The American Institute of Pharmacy Building, also known as the Americal Pharmaceutical Association Building and the American Pharmacists Association Building, is a late Beaux Arts style building in Washington, D.C., the headquarters of the American Pharmacists Association. The building, prominently located on Constitution Avenue, is on the only privately held lot in the area, surrounded by protected Federal lands. It was listed on the National Register of Historic Places in 1977.

==History==
The American Institute of Pharmacy Building was designed by architect John Russell Pope and completed in 1933. It is a one-story building with a full basement partially above grade. Structure is steel and brick with reinforced concrete floor and roof. The building is faced with Vermont marble and faces a wide terrace that overlooks the stepped slope leading down to the Lincoln Memorial. The building is arranged with a strongly centralized mass with subordinate wings to either side. A single monumental door flanked by pilasters and large bronze lamps is the sole punctuation of the facade. Allegorical relief sculpture by Ulysses Ricci embellishes the entrance surround. The building was conceived by Pope to be complementary to the Lincoln Memorial.
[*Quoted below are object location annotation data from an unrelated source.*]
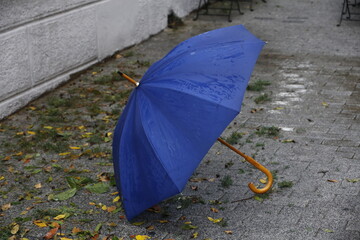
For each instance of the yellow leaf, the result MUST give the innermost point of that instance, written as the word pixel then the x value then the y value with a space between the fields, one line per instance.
pixel 18 154
pixel 111 208
pixel 112 224
pixel 163 221
pixel 195 235
pixel 64 154
pixel 40 223
pixel 214 210
pixel 75 230
pixel 15 229
pixel 138 223
pixel 215 220
pixel 24 212
pixel 263 180
pixel 6 206
pixel 75 148
pixel 116 199
pixel 142 237
pixel 59 217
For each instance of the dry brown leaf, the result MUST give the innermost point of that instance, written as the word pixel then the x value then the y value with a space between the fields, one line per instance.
pixel 50 234
pixel 6 206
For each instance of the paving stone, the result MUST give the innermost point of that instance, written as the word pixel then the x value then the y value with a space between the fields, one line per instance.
pixel 314 73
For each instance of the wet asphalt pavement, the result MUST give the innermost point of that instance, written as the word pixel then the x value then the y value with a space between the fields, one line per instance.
pixel 303 124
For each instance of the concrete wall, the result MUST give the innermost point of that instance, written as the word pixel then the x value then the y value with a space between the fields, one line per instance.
pixel 42 42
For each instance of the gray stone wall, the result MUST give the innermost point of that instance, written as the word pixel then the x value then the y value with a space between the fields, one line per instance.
pixel 43 42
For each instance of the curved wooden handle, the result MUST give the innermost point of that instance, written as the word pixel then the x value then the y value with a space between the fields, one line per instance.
pixel 252 161
pixel 128 78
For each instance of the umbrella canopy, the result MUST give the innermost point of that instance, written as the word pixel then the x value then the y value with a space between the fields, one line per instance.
pixel 177 111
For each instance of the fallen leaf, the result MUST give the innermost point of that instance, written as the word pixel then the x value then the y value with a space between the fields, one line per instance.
pixel 116 199
pixel 112 224
pixel 18 154
pixel 257 198
pixel 59 217
pixel 75 230
pixel 263 180
pixel 64 153
pixel 214 210
pixel 142 237
pixel 15 229
pixel 98 227
pixel 74 148
pixel 24 212
pixel 354 180
pixel 163 221
pixel 40 223
pixel 6 206
pixel 111 208
pixel 101 187
pixel 188 227
pixel 150 228
pixel 138 223
pixel 64 195
pixel 50 234
pixel 197 179
pixel 195 235
pixel 214 220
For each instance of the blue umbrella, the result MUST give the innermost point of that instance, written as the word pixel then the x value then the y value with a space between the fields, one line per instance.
pixel 177 111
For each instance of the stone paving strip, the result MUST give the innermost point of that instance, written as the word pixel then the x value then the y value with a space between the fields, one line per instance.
pixel 300 118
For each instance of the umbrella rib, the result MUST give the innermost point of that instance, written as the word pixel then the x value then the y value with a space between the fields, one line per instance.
pixel 154 149
pixel 210 46
pixel 198 97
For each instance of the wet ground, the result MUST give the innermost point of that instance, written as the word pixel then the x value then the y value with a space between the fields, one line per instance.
pixel 300 118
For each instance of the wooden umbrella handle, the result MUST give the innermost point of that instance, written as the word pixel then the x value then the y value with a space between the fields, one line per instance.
pixel 252 161
pixel 128 78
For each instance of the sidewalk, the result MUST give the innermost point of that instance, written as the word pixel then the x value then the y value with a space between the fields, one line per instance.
pixel 304 128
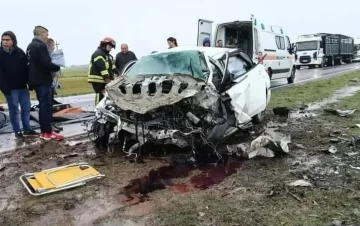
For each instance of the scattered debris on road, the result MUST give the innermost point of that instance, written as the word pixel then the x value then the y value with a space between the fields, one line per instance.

Because of the prominence of the site and its relationship to the Lincoln Memorial the American Institute of Pharmacy was required to make extensive land acquisitions and exchanges with the government to create suitable buffers and to allow for the widening of 23rd Street as it approaches the Memorial. White marble was specifically stipulated as the exterior cladding material.

The interior is arranged around a central rotunda, accompanied by a small museum and library, now board room and reception space. Offices are located to the rear, while the basement was planned as laboratory, service and storage space. The rotunda is capped by a low dome resting on pendentives and lighted by an oculus. The flanking museum and library are lighted by skylights.

A three-story addition was built in 1959–1961, designed by Eggers and Higgins and subordinated to the design of the main building. Further additions took place in 2007–2009.